Supply shortages, confusing procedures for scheduling appointments, and vaccine hesitancy are among the other reasons Americans who have been eligible for vaccines may have not yet been vaccinated, the Times reports.
Prins said opening vaccine eligibility to all adults could make it even more challenging for these individuals to get vaccinated, particularly if states and counties shift their resources to mass vaccination sites, which may be intimidating or uncomfortable for people at risk of developing severe cases of Covid-19.
"I think there are some folks who want to get the vaccine, but they're still very worried about getting exposed to other people," Prins said. "It's a little bit of a strange situation where we're like, 'Stay away from everyone, but please come here to our massive vaccine clinic.'" Prins said some older adults may wait to get vaccinated until their primary care providers can administer the vaccine.
Lisa Cooper, director of the Johns Hopkins Center for Health Equity, suggested that to counter the problem, health officials could encourage younger Americans who have recently become eligible for vaccines to help get the older people in their lives vaccinated. "We need to start asking the younger folks, 'Where's your mom? Your grandmother? Have they all gotten their vaccines yet? If not, we've got several slots and we want your whole family here,'" Cooper said.
Where America's coronavirus epidemic stands
Although the pace of America's vaccine rollout has accelerated, new coronavirus cases and hospitalizations are continuing to rise.
"More people in the United States are being vaccinated every single day at an accelerated pace," CDC Director Rochelle Walensky said during a White House Covid-19 briefing on Monday. "On the other hand, cases and hospitalizations are increasing in some areas of the country and cases among younger people who have not yet been vaccinated are also increasing."
Experts say the recent uptick in coronavirus cases likely stems from states easing coronavirus-related restrictions, the spread of more transmissible coronavirus variants, and pandemic fatigue, the Wall Street Journal reports.
According to data compiled by the Times, the United States' average daily number of newly reported coronavirus cases over the past week was 67,175—up by 4% compared with the average from two weeks ago.
The Times' data showed that, as of Tuesday morning, the rates of newly reported coronavirus cases were "staying high" in Puerto Rico, Washington, D.C, and 22 states that have reported a daily average of at least 15 newly reported cases per 100,000 people over the past week.
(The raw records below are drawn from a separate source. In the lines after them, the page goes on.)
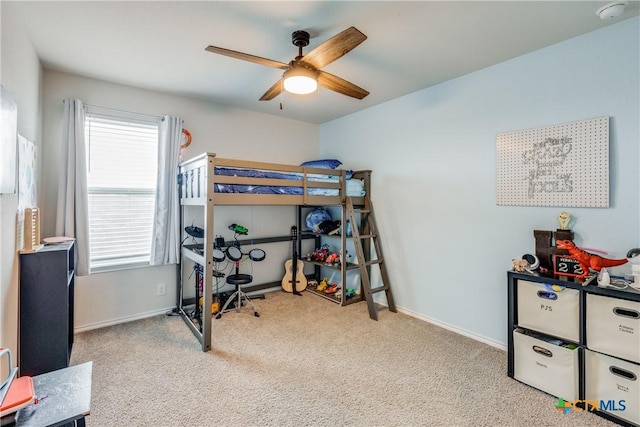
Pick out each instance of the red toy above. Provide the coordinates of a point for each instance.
(586, 260)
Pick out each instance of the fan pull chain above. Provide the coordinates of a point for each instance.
(281, 90)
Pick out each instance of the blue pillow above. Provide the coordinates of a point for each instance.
(323, 164)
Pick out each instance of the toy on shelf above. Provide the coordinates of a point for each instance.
(588, 260)
(323, 284)
(520, 265)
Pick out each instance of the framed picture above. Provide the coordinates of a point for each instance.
(8, 142)
(565, 165)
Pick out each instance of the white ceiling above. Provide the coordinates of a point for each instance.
(159, 45)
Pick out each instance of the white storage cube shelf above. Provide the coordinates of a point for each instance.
(613, 326)
(614, 384)
(546, 366)
(542, 309)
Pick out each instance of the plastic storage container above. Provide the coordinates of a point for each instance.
(551, 310)
(613, 326)
(546, 364)
(614, 384)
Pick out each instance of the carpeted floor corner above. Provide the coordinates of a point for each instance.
(306, 362)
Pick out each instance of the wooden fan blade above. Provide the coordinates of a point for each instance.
(336, 84)
(334, 48)
(248, 57)
(272, 92)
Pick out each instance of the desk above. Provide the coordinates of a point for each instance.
(65, 398)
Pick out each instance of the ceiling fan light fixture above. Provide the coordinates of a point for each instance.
(612, 10)
(300, 80)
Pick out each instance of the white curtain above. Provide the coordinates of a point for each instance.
(165, 245)
(73, 213)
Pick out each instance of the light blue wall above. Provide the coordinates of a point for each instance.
(432, 153)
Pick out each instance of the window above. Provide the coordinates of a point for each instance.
(122, 152)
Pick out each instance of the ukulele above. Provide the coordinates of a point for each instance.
(293, 269)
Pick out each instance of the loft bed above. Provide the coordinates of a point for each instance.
(242, 182)
(209, 181)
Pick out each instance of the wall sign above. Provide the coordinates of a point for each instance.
(565, 165)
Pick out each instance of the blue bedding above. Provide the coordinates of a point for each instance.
(355, 187)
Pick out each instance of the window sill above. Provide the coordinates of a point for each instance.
(105, 267)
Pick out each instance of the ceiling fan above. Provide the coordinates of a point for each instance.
(303, 74)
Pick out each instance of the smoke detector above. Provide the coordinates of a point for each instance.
(612, 10)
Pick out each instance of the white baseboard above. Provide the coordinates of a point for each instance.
(455, 329)
(125, 319)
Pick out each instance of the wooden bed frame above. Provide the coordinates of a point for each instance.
(196, 182)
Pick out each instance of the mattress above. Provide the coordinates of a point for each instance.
(355, 187)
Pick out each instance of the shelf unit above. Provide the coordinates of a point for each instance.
(343, 268)
(46, 308)
(584, 311)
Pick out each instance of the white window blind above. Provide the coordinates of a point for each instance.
(122, 152)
Those states are Colorado, Delaware, Florida, Illinois, Indiana, Maine, Maryland, Michigan, Minnesota, New Hampshire, North Carolina, North Dakota, Ohio, Oregon, Pennsylvania, Rhode Island, South Carolina, South Dakota, Tennessee, Virginia, Washington, and West Virginia.
In addition, the rate of newly reported coronavirus cases was "going up" as of Tuesday morning in Louisiana, Mississippi, Nevada, and Wisconsin, which have had comparatively lower case rates, the Times reports. In the remaining states and U.S. territories, rates are "going down" or "staying low," according to the Times' analysis.
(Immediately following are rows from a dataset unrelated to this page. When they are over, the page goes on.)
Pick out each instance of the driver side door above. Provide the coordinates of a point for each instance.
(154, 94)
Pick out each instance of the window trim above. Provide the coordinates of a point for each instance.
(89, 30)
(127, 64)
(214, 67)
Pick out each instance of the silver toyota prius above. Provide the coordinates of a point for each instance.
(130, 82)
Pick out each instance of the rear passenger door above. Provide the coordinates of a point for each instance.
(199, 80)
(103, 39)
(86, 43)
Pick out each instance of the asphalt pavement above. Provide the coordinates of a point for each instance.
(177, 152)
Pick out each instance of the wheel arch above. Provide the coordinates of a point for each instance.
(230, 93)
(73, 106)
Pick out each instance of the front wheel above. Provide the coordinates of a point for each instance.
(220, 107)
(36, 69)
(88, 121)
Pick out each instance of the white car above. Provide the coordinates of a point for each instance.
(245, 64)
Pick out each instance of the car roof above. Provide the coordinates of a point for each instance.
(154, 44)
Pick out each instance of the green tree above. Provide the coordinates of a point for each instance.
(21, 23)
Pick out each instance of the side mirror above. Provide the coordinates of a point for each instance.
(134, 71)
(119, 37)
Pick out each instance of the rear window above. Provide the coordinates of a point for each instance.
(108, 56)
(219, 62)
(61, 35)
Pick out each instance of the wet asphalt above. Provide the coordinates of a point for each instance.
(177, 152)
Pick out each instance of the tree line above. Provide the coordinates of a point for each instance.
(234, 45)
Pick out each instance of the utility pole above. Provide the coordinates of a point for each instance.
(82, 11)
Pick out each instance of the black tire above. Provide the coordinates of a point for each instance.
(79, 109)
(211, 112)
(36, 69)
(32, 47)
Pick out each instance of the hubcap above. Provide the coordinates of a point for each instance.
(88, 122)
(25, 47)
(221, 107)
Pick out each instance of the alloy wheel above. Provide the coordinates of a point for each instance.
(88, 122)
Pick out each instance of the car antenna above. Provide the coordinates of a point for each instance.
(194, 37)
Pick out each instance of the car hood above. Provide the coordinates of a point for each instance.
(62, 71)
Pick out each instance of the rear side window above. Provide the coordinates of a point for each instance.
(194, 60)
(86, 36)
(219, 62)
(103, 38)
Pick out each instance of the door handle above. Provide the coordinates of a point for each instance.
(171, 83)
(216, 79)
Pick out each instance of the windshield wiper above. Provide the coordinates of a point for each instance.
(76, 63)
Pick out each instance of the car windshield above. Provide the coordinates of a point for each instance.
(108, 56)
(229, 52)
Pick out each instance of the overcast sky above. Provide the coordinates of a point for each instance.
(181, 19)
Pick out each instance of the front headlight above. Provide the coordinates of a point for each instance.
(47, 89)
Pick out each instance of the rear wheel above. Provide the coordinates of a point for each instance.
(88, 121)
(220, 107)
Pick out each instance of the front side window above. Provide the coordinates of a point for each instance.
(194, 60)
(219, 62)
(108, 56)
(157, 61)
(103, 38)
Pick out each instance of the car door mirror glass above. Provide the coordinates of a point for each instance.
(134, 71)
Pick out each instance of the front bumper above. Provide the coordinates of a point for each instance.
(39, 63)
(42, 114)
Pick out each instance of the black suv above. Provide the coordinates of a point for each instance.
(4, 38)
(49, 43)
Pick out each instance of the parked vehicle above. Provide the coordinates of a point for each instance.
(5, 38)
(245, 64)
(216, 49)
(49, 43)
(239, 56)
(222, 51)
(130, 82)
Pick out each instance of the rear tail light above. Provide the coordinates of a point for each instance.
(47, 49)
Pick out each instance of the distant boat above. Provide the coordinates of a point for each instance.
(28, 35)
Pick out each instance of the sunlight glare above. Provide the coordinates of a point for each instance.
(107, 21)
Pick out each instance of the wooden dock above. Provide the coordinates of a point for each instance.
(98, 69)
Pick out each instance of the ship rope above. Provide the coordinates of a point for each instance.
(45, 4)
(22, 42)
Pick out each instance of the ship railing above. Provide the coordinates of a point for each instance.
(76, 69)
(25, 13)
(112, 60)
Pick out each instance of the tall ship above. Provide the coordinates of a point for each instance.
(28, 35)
Meanwhile, data also shows hospitalizations are rising again. According to the Times' data, 44,411 Americans with Covid-19 were hospitalized on Monday—up by 10% compared with the average from two weeks ago.
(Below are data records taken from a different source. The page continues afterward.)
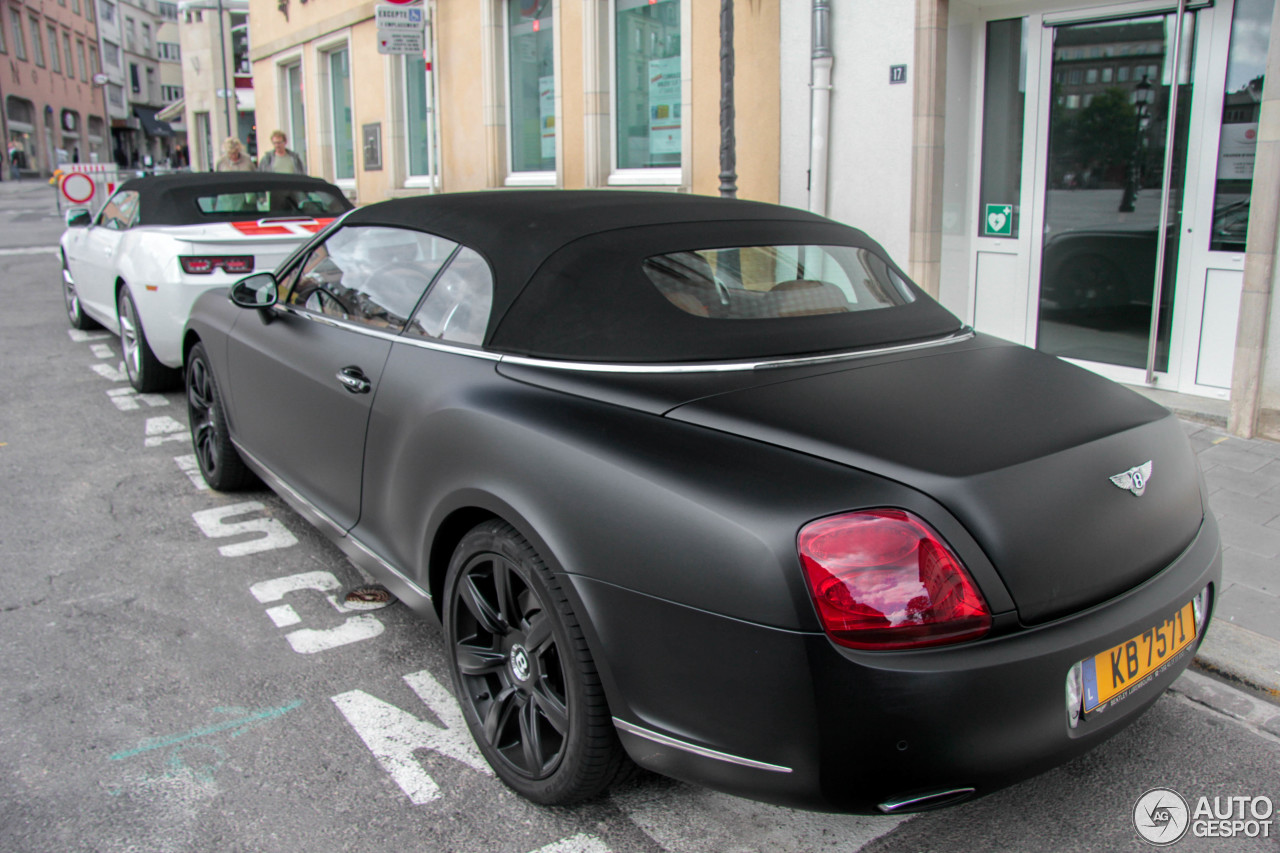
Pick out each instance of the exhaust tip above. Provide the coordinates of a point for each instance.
(924, 802)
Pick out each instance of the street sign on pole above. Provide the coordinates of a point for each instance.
(397, 41)
(400, 18)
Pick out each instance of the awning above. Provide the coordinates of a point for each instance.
(150, 123)
(174, 112)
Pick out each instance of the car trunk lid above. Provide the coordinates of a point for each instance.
(1019, 446)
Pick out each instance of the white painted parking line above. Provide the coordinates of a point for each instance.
(273, 533)
(311, 641)
(81, 336)
(128, 398)
(164, 429)
(283, 616)
(393, 735)
(190, 465)
(580, 843)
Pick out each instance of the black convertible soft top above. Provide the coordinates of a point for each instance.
(570, 282)
(170, 199)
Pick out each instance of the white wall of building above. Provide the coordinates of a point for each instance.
(869, 151)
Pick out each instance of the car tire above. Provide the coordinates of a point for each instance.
(71, 297)
(522, 673)
(146, 373)
(219, 461)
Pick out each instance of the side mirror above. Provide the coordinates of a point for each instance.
(256, 291)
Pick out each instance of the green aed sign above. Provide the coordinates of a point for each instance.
(997, 220)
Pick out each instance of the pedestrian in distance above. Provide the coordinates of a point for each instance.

Even as cases and hospitalizations are increasing, data shows deaths are continuing to decline. According to the Times' data, 483 new deaths were linked to the coronavirus on Monday, down 5% compared with the average two weeks ago.
(Schumaker, ABC News, 4/19; Anthes et al., New York Times, 4/19; Chiwaya, NBC News, 4/19; Ivory/Collins, New York Times, 4/19; Owens, "Vitals," Axios, 4/20; Maxouris, CNN, 4/20; West, Wall Street Journal, 4/19; New York Times, 4/20).